Gazetecilik artık Remzi’nin ruhuna
işlemişti. Bir süre buradan Türkiye’ye haberler geçti. Sonra ver elini Amerika… Kristof Kolomb’un keşfettiği Amerika’da 9 yıl kaldı. İlk kitabı “Park Oteli
Olayı”ndan sonra Amerikan medya kuruluşlarının habere yaklaşımını inceleyen
“Amerikan Medyasında 11 Eylül” adlı ikinci
kitabını yayımladı. “Yol Arkadaşım” dediği Yelda ile burada tanışıp evlendi. Seyahati
seven iki kafadar, o ülke senin bu ülke benim birlikte dolaşmaya başladılar. Artık
Remzi de bir kâşif olmuştu… Amerika'dan sonra İsviçre'ye geçtiler. Burada da bir 5 yıl kaldılar; bütün Avrupa ülkelerini, şehirlerini gezdiler.

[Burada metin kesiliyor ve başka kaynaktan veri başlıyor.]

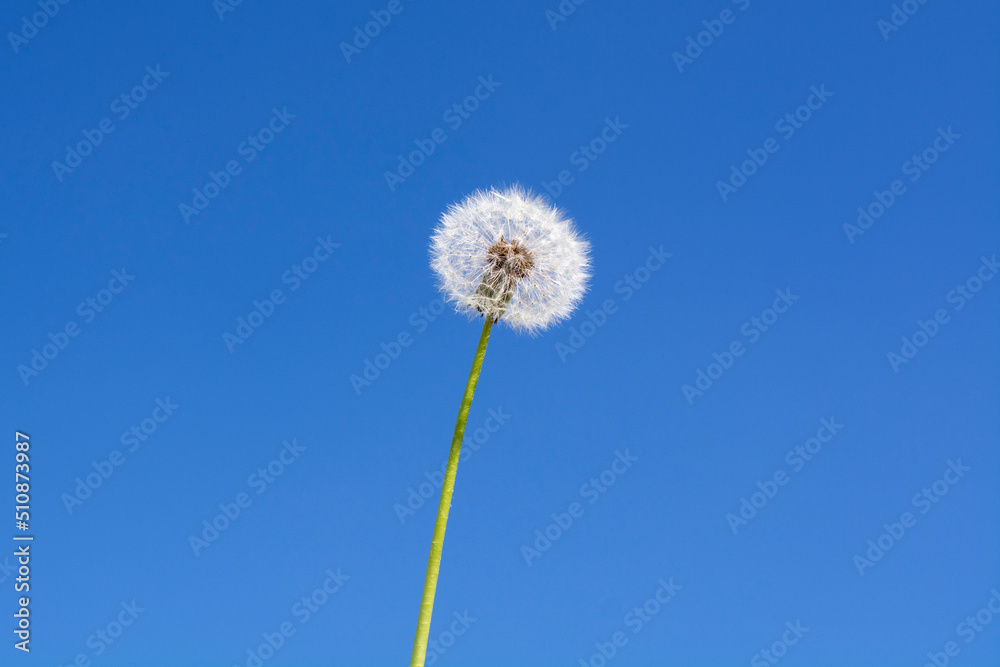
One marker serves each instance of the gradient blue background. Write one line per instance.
(334, 507)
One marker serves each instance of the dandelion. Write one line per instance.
(510, 253)
(505, 255)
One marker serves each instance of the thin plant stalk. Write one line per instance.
(447, 487)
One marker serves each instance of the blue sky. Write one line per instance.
(783, 439)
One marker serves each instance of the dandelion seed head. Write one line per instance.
(510, 255)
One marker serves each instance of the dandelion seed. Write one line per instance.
(510, 253)
(502, 254)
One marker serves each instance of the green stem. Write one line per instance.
(437, 542)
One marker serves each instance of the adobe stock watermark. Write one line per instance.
(923, 501)
(248, 149)
(31, 25)
(591, 490)
(294, 276)
(627, 287)
(961, 295)
(695, 46)
(796, 459)
(753, 329)
(381, 18)
(105, 636)
(915, 167)
(787, 126)
(419, 320)
(122, 107)
(223, 7)
(446, 639)
(586, 155)
(260, 481)
(900, 14)
(87, 309)
(133, 438)
(416, 498)
(562, 12)
(302, 611)
(779, 648)
(970, 628)
(454, 116)
(635, 620)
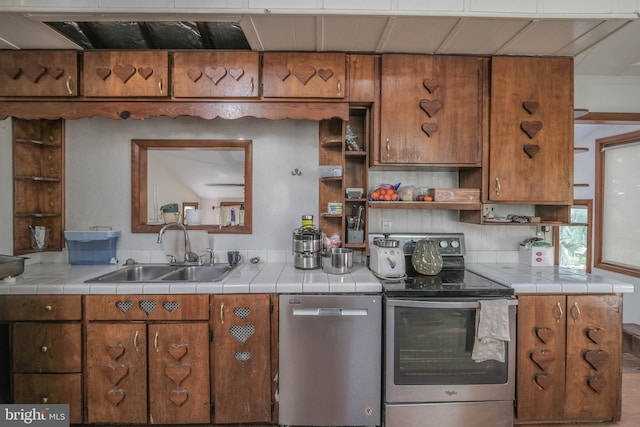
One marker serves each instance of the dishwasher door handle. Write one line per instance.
(330, 312)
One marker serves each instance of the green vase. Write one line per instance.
(426, 258)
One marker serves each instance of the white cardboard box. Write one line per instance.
(537, 256)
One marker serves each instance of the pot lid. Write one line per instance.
(386, 242)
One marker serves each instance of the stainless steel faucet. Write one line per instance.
(189, 257)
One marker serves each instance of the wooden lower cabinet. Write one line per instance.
(569, 358)
(241, 358)
(164, 364)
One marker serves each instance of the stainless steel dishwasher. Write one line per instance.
(330, 360)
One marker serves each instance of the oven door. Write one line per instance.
(428, 347)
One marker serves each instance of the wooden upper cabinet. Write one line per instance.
(431, 110)
(38, 73)
(531, 136)
(304, 75)
(125, 74)
(215, 74)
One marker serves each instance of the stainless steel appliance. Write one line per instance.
(430, 328)
(386, 259)
(330, 361)
(307, 245)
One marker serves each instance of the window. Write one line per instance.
(618, 203)
(573, 242)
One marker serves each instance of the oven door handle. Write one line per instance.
(435, 303)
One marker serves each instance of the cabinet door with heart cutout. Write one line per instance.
(125, 74)
(241, 358)
(216, 74)
(594, 348)
(431, 110)
(304, 75)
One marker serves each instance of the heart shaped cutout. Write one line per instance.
(34, 71)
(236, 73)
(115, 351)
(177, 373)
(530, 106)
(115, 396)
(431, 107)
(215, 74)
(123, 306)
(124, 72)
(103, 73)
(177, 351)
(178, 397)
(544, 334)
(325, 74)
(243, 356)
(596, 358)
(171, 306)
(147, 306)
(55, 72)
(430, 84)
(194, 74)
(282, 72)
(596, 384)
(544, 380)
(304, 73)
(13, 72)
(542, 358)
(429, 128)
(114, 373)
(145, 72)
(596, 335)
(531, 128)
(242, 332)
(531, 149)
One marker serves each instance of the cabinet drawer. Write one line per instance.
(47, 347)
(50, 389)
(304, 75)
(41, 307)
(147, 307)
(215, 74)
(125, 74)
(38, 73)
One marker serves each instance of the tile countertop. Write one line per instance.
(246, 278)
(526, 279)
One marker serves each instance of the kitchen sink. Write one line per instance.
(164, 272)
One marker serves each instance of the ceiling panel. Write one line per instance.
(416, 34)
(482, 36)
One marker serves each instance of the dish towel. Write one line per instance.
(492, 330)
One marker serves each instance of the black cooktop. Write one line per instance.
(446, 284)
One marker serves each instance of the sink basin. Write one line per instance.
(199, 273)
(163, 272)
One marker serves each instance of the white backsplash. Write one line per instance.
(98, 189)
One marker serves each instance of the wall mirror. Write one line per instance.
(214, 176)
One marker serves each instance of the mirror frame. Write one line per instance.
(139, 190)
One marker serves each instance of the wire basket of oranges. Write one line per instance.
(385, 193)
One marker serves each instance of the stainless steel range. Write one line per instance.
(431, 371)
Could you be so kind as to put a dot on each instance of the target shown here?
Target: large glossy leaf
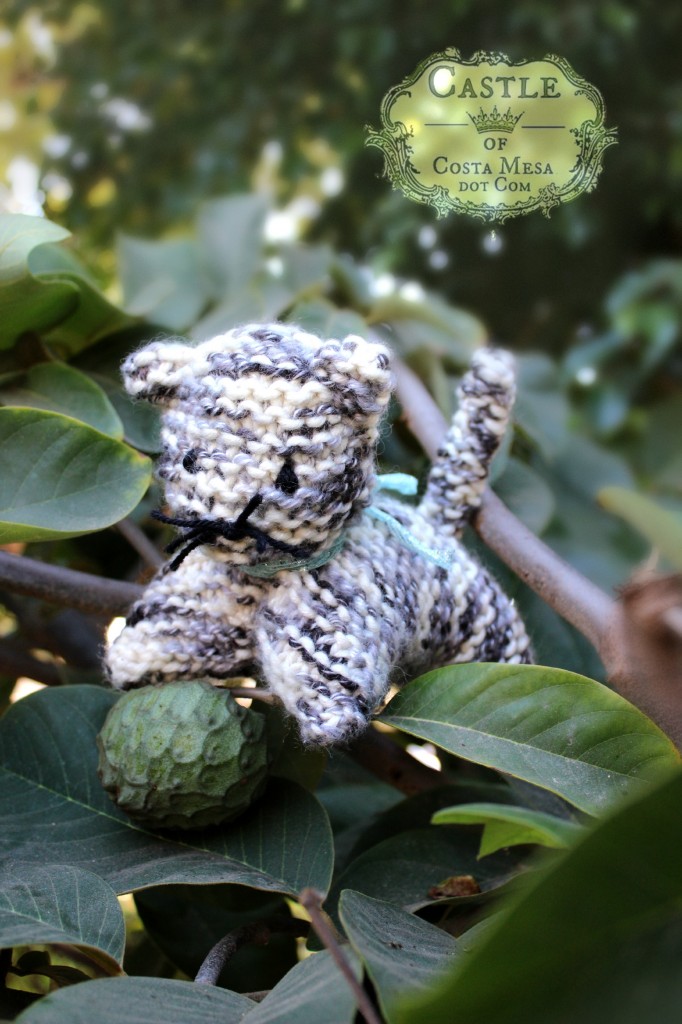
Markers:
(314, 991)
(59, 904)
(595, 936)
(61, 478)
(505, 825)
(230, 240)
(662, 527)
(401, 952)
(93, 318)
(138, 1000)
(54, 811)
(28, 303)
(325, 320)
(161, 281)
(305, 269)
(558, 730)
(407, 867)
(59, 388)
(187, 921)
(541, 410)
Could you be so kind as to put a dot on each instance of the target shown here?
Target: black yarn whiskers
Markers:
(201, 531)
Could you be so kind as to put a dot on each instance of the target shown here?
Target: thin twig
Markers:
(138, 540)
(390, 763)
(16, 660)
(642, 664)
(312, 900)
(67, 587)
(254, 693)
(563, 588)
(570, 594)
(256, 932)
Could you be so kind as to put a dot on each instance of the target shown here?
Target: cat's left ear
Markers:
(365, 367)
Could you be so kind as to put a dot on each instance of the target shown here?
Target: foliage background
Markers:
(129, 127)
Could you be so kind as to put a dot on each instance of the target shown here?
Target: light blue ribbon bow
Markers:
(401, 483)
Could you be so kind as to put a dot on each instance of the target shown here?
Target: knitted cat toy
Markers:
(291, 563)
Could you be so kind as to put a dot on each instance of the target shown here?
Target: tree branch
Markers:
(67, 587)
(386, 760)
(312, 900)
(574, 597)
(641, 663)
(257, 932)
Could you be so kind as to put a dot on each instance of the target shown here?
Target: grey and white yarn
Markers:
(268, 454)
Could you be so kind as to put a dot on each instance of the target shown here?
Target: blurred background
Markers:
(125, 116)
(210, 161)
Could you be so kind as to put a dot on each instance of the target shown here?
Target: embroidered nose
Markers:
(287, 480)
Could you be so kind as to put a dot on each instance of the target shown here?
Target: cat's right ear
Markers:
(160, 373)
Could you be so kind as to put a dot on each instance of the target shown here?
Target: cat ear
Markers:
(158, 372)
(365, 368)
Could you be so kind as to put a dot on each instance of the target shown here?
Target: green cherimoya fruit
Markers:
(182, 756)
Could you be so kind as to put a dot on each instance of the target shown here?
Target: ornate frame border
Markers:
(592, 137)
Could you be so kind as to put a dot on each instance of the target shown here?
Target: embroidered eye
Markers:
(287, 480)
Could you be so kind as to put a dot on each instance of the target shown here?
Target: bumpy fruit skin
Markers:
(182, 756)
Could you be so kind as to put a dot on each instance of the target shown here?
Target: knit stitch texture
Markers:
(268, 454)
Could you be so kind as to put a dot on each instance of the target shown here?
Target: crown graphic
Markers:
(494, 121)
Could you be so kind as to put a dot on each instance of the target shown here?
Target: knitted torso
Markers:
(268, 457)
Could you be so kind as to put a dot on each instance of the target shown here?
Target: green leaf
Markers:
(230, 239)
(402, 953)
(185, 922)
(661, 527)
(59, 904)
(259, 302)
(312, 992)
(55, 811)
(431, 323)
(161, 281)
(59, 388)
(593, 936)
(541, 410)
(322, 317)
(93, 318)
(405, 868)
(305, 269)
(505, 825)
(154, 1000)
(28, 303)
(561, 731)
(44, 292)
(61, 478)
(526, 495)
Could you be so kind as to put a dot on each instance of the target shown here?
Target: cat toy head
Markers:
(268, 436)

Remzi gittiği ülkenin önemli
şehirlerini “bakarak” değil de “görerek” gezdi, inceledi. Şehirlerin tarihte
önemli misafirlerini araştırdı; kaldıkları, gezdikleri yerleri kendisi de deyim
yerindeyse “karış karış” dolaştı. Notlar aldı, sonra bu notları okuduğu
kitaplarla bütünleştirdi. İstanbul’un gelişimine ve bugünkü beton yığınına ve
gökdelenlere teslim olan haline tanıklık eden 20 önemli isimle yaptığı
röportajları “Sevgili İstanbul” adlı
üçüncü kitabıyla okurla buluşturduktan sonra eşinin işi gereği kendisini Dubai'de buldu.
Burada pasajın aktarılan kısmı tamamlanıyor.